Quick Take
- Narration: Eric Jason Martin reads Wiggins and Jones’s scholarly history with an academic steadiness that serves the book’s three-part structure, though some listeners may want more vocal range in the denser historical sections.
- Themes: The long history of data as power, the politics of statistical knowledge, the relationship between data science and social control
- Mood: Scholarly and revelatory, structured like a university course that keeps surprising you
- Verdict: The most historically rigorous audiobook on data’s political dimensions, structured in three clear arcs that reward cover-to-cover listening in a way that few academic-origin books achieve.
I came across How Data Happened because a friend forwarded me a review that described it as the book she wished existed when she was trying to understand where facial recognition technology came from. That’s an accurate description of what the book provides, and also an indication of why it’s harder to summarize than most data science books. Wiggins and Jones aren’t explaining how data works. They’re explaining how data came to have the power it has, and those are very different projects.
Chris Wiggins is the Chief Data Scientist at the New York Times and a faculty member at Columbia, where he and Matthew Jones created the course on which this book is based. That pedagogical origin shapes the book’s structure productively: it moves in three clear arcs, from the birth of statistics as a discipline through the development of machine learning and into the current moment of algorithmic governance. Each section builds on the previous one, and the progression feels earned rather than arbitrary.
The Victorian Origins That Explain the Present
The book’s first section, on the history of statistics, is what surprised reviewer James Muncy most pleasantly. Wiggins and Jones don’t begin with Silicon Valley or even with computers. They begin with the census, with Victorian-era debates about how to measure population, and with the development of eugenics as the first systematic attempt to use statistical data to argue for what was socially true and who deserved social resources. This is not a comfortable history, and the authors don’t make it comfortable. The relationship between statistical methodology and social control is not an accident of bad actors misusing good tools; it is built into the origins of the discipline.
That founding argument gives the book its political seriousness. When Wiggins and Jones get to facial recognition and predictive bail algorithms in the later chapters, you understand those systems not as unexpected intrusions of bias into neutral technology but as the latest iteration of a project that has always been about which truths get counted and who gets to do the counting.
How the Three-Part Structure Works in Audio
Reviewer Jerry, who bought the book twice in different formats to engage with it fully, identifies something real: this is a book where the specific references and academic citations matter enough that print has genuine advantages.
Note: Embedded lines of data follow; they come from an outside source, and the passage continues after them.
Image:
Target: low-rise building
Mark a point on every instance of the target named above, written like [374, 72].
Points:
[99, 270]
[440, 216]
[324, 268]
Eric Jason Martin’s narration is competent and clear, but passages that involve technical arguments about statistical inference or the genealogy of specific algorithmic approaches benefit from the ability to slow down, reread, and follow citation trails.
That said, Martin’s reading keeps the argumentative thread intact across ten and a half hours. The second section, on big data and the rise of machine learning, is where the book is densest and where the narration does the most work. Martin doesn’t dramatize the material, which is right for a book of this register. He keeps the ideas moving, and the book’s own intelligence carries the weight.
Data as Weapon, Not Just Tool
The phrase the authors use, that data has been used as a tool and a weapon in arguing for what is true, is the book’s most important formulation, and it runs beneath every chapter even when it’s not stated explicitly. The census figures used to argue for immigration restrictions in the early twentieth century, the data collected by surveillance capitalism to argue for what consumers want, the risk scores used to argue for who deserves bail: these are not separate phenomena. They are instances of the same underlying dynamic, the use of numerical authority to produce social facts that benefit particular interests.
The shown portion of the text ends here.